Our whole Institute has recently moved into a new building, and we have access to all necessary equipment to carry out the proposed work. The group has all the necessary facilities for animal experiments and runs laboratories for histopathology, histochemistry and electron microscopy. In addition we have 1 dark room, 1 cold room, 1 room for genetic analysis and 1 liquid nitrogen storage system.
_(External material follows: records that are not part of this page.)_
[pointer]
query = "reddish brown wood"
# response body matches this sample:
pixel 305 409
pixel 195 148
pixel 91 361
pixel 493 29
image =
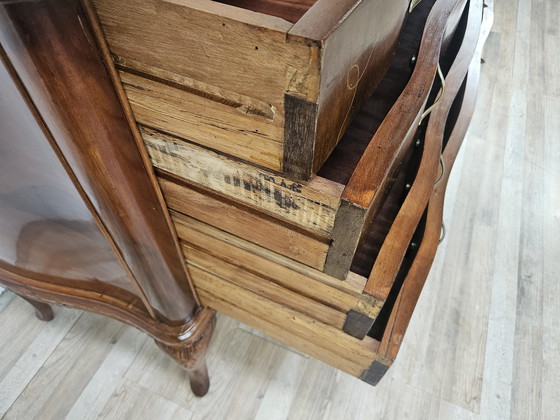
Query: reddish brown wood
pixel 379 158
pixel 111 173
pixel 43 311
pixel 56 74
pixel 290 10
pixel 416 277
pixel 396 244
pixel 192 354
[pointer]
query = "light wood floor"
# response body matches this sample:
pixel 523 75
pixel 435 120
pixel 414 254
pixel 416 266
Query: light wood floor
pixel 484 342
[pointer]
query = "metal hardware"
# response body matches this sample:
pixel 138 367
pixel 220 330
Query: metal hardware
pixel 438 99
pixel 413 4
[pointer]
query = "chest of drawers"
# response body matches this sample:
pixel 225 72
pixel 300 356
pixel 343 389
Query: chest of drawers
pixel 325 247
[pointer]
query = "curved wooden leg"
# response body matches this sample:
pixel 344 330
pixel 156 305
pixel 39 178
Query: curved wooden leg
pixel 191 354
pixel 43 311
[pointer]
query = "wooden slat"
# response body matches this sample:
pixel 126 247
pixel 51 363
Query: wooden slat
pixel 355 58
pixel 293 328
pixel 395 246
pixel 264 288
pixel 377 161
pixel 204 121
pixel 288 274
pixel 414 282
pixel 312 205
pixel 241 221
pixel 224 46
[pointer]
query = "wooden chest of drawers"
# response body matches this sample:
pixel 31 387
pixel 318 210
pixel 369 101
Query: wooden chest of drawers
pixel 272 83
pixel 303 164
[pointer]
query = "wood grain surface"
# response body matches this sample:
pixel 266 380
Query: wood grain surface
pixel 492 347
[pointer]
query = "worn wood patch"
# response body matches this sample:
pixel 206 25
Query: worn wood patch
pixel 226 127
pixel 310 205
pixel 240 220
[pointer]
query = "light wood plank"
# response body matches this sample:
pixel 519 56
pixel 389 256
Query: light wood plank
pixel 294 276
pixel 205 122
pixel 225 215
pixel 131 401
pixel 312 206
pixel 550 405
pixel 16 379
pixel 267 289
pixel 107 378
pixel 57 394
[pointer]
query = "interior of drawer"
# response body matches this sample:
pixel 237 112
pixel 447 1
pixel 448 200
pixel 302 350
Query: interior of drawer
pixel 290 10
pixel 386 216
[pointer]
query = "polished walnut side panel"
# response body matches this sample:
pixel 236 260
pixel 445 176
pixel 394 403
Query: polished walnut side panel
pixel 79 182
pixel 57 59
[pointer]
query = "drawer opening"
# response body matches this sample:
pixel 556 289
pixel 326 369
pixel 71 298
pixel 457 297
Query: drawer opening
pixel 380 324
pixel 344 158
pixel 290 10
pixel 404 173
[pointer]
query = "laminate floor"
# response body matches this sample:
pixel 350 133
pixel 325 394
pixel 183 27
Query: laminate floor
pixel 484 341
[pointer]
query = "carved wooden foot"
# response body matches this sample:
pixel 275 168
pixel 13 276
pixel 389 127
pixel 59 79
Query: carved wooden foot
pixel 191 354
pixel 43 311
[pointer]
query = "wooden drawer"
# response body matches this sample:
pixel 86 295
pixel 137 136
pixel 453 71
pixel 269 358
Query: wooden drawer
pixel 321 223
pixel 273 83
pixel 358 324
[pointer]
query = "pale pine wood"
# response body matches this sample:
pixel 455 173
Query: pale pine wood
pixel 271 234
pixel 209 123
pixel 312 206
pixel 273 268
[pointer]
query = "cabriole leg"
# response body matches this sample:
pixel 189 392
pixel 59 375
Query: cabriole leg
pixel 191 354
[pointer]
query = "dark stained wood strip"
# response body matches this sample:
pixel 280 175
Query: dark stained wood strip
pixel 410 292
pixel 290 10
pixel 394 248
pixel 372 171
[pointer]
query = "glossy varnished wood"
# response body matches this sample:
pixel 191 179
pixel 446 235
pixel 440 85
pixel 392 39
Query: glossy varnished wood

Introduction, rationale and state of the art
-- To search for common pathological factors in ischemic brain and in Alzheimer’s disease, experiments will be carried out in pathophysiologically precisely described, clinically relevant brain ischemia model. Brain ischemia will be induced by cardiac arrest, followed by short- and long-term survival (Pluta et al., 1991). At the present no efficient therapy is available for ischemic dementia but there is increasing evidence that ischemic injury is possible trigger of Alzheimer’s disease. The innovative aspect of our proposal is the renunciation of all a priori mechanistic concepts for understanding of etiology of Alzheimer’s disease. Further analysis of common changes will focus on the mechanisms of action and on the possibility of pharmacological interventions. Using this approach we will first differentiate between those changes which are relevant and which are irrelevant to etiopathology of Alzheimer’s disease and then search for pharmacological interventions, which promote brain survival. To this purpose, an innovative interdisciplinary approach will be used that combines pathophysiological, electrophysiological, molecular biological and advanced imaging methodologies to differentiate between disease-relevant and disease-irrelevant alterations.

Plan
-- Progression of neuropathological changes will be assessed by immunohistochemistry of GFAP, amyloid precursor protein, apolipoproteins, presenilin, cytokines, alpha-synuclein, HSP, NGF and especially blood-brain barrier changes for toxic and untoxic components of blood serum and additionally we will look for neuronal network and behaviour changes.
--Pluta R, Lossinsky AS, Mossakowski MJ, Faso L, Wisniewski HM.: Reassessment of a new model of complete cerebral ischemia in rats. Method of induction of clinical death, pathophysiology and cerebrovascular pathology. Acta Neuropathol., 83, 1-11, 1991.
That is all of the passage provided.